A European chip lab based in Barcelona has developed a computing architecture featuring RISC-V and an Intel process, marking it the first step towards “sovereign infrastructure”.
BZL’s Latest Chip Features “Tenary” Architectures Onboard, To Refine Workload-Specific Performance
There’s always a debate in the mainstream technology indusattempt about Europe’s role in the AI revolution, given that the region has few “indepconcludeent” ventures that have contributed to the computing race. While we won’t go into this debate for now, the Barcelona Zettascale Lab (BZL) has completed an “experimental” build of its Cinco Ranch TC1 chip. According to the lab’s report, this marks one of the first occasions within Europe where a computing architecture dedicated to “sovereign supercomputing technologies” has surfaced.
Successfully booting Linux in a stable manner and verifying that the chip reaches the expected frequencies confirms the maturity of the design and the quality of the work carried out by the BZL teams.
– Miquel Moretó
Diving a bit into the technicals, BZL has revealed that its TC1 chip has reached an operating frequency of 1.25 GHz, with a three-core configuration that lays out pretty interestingly. Featuring the open-source RISC-V architecture, BZL integrates three RISC-V cores on a single die, each focapplyd on specialized workloads. The three cores feature the Sargantana, Lagarto Ka, and Lagarto Ox microarchitectures, with primary focapplys on efficiency, vector workloads, and scalar processing, respectively.
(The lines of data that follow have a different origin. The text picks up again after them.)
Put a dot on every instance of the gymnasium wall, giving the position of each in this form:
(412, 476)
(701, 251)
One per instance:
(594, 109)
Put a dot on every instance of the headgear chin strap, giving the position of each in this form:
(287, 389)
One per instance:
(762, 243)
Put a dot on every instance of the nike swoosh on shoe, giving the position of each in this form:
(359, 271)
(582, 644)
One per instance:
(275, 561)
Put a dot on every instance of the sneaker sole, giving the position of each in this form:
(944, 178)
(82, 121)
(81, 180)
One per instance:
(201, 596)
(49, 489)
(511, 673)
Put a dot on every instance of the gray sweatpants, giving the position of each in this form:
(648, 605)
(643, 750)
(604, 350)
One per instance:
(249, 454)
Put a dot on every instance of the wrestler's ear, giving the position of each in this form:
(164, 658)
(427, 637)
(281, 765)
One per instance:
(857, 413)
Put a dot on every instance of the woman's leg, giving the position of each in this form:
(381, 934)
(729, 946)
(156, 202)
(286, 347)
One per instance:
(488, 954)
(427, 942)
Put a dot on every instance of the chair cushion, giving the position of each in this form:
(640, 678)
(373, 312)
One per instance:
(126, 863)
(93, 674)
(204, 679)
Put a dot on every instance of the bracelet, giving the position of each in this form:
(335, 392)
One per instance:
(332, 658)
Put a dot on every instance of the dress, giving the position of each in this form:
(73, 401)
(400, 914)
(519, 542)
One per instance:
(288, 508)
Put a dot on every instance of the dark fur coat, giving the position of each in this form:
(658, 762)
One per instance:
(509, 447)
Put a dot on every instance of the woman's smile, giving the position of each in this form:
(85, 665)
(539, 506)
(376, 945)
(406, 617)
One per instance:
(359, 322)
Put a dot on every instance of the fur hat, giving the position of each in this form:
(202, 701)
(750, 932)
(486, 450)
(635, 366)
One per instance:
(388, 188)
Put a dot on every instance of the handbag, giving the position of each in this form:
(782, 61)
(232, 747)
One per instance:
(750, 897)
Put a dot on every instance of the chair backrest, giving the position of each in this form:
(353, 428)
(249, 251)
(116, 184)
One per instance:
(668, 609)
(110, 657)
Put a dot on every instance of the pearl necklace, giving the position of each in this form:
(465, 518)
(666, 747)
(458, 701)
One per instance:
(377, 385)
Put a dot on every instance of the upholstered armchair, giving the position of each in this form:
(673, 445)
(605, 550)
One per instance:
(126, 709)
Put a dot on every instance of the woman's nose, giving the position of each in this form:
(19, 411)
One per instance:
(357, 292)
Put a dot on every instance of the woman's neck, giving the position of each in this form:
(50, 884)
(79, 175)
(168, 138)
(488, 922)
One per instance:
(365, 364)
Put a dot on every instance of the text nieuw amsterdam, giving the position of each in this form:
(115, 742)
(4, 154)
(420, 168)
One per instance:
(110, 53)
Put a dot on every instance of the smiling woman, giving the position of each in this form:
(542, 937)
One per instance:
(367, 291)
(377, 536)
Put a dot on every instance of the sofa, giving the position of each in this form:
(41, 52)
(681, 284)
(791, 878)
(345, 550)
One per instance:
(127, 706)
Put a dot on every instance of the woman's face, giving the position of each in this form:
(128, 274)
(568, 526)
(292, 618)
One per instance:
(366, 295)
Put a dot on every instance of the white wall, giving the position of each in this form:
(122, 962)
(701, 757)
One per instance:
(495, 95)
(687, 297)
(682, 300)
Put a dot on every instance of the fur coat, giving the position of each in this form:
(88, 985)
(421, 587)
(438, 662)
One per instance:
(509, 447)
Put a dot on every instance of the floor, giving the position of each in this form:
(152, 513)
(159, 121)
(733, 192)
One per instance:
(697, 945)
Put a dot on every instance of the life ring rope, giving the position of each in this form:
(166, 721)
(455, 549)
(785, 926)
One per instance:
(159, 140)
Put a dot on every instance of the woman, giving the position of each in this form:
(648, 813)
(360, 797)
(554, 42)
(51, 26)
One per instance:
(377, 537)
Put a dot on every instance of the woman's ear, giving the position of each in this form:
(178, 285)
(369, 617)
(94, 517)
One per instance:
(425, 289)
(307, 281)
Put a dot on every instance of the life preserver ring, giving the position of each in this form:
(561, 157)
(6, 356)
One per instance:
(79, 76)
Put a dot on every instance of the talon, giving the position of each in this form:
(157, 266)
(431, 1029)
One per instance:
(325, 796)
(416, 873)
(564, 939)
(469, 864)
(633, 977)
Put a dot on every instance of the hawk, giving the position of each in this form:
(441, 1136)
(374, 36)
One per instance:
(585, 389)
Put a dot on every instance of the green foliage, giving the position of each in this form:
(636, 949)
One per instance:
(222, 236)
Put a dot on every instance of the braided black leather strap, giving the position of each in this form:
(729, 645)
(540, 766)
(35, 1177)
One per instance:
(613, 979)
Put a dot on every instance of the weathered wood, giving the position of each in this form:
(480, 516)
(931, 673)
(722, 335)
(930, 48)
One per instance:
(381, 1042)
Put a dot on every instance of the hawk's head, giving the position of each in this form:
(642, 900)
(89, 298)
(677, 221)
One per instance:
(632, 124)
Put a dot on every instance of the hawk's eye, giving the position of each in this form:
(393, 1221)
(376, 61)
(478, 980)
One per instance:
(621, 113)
The TC1 chip is a one-of-a-kind tenary heterogeneous architecture, different than what you see in traditional approaches with the standard P/E core distribution. The idea is to tarobtain workloads with extreme granularity, allowing BZL to potentially outperform mainstream solutions in specific tinquires, although it is too early to conclude right now.
More importantly, the TC1 chip is also built in partnership with Intel. According to the manufacturer, the TC1 features an Intel 3 process, and, interestingly, BZL conducted evaluation tests alongside TSMC’s N7 node, validating the “quality, feasibility, and robustness of the RTL code”. Of course, BZL is far away from coming up with a computing solution that sees mainstream adoption, but it is a ‘baby’ step towards achieving indepconcludeent infrastructure options.
Follow Wccftech on Google to obtain more of our news coverage in your feeds.